If the group wants to stay afloat, let alone chart new waters, it can’t afford a rerun of the recent financial crisis. Rosenblatt said the group still has about $130,000 in bills to pay, down from about $180,000 a year ago thanks to the Phoenix Fund loans from board members. But it is catching up on past-due payments. Many of the bills are no more than one month old; earlier this year, bills went more than two months past due.

To grow, the LA Stage Alliance has to find new sources of revenue. The economic climate of recent years has depressed philanthropy in general, and such service organizations don’t often attract deep-pockets donors, who prefer giving directly to arts groups.

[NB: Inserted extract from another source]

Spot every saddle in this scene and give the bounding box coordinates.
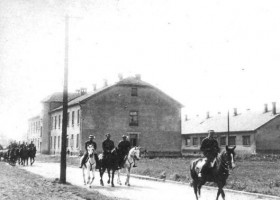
[195,158,217,174]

The 18 board members are required to either give or raise $1,500 each year. And Holt believes the board -- which originally consisted mostly of nonprofit theater producers -- will soon better reflect the larger community and more varied funding sources. “The board has shifted from being passionate but parochial to being much more sophisticated,” Holt said.

Yet there still is no plan to hire a full-time financial officer, because the group can’t afford it, Aldrich said. Holt said the expertise of whoever is hired as executive director could alleviate the need for a financial officer for the LA Stage Alliance.

The sign on the office door still says “Theatre LA.” But coming soon: a new logo to go with that new name. And, Holt hopes, a new maturity.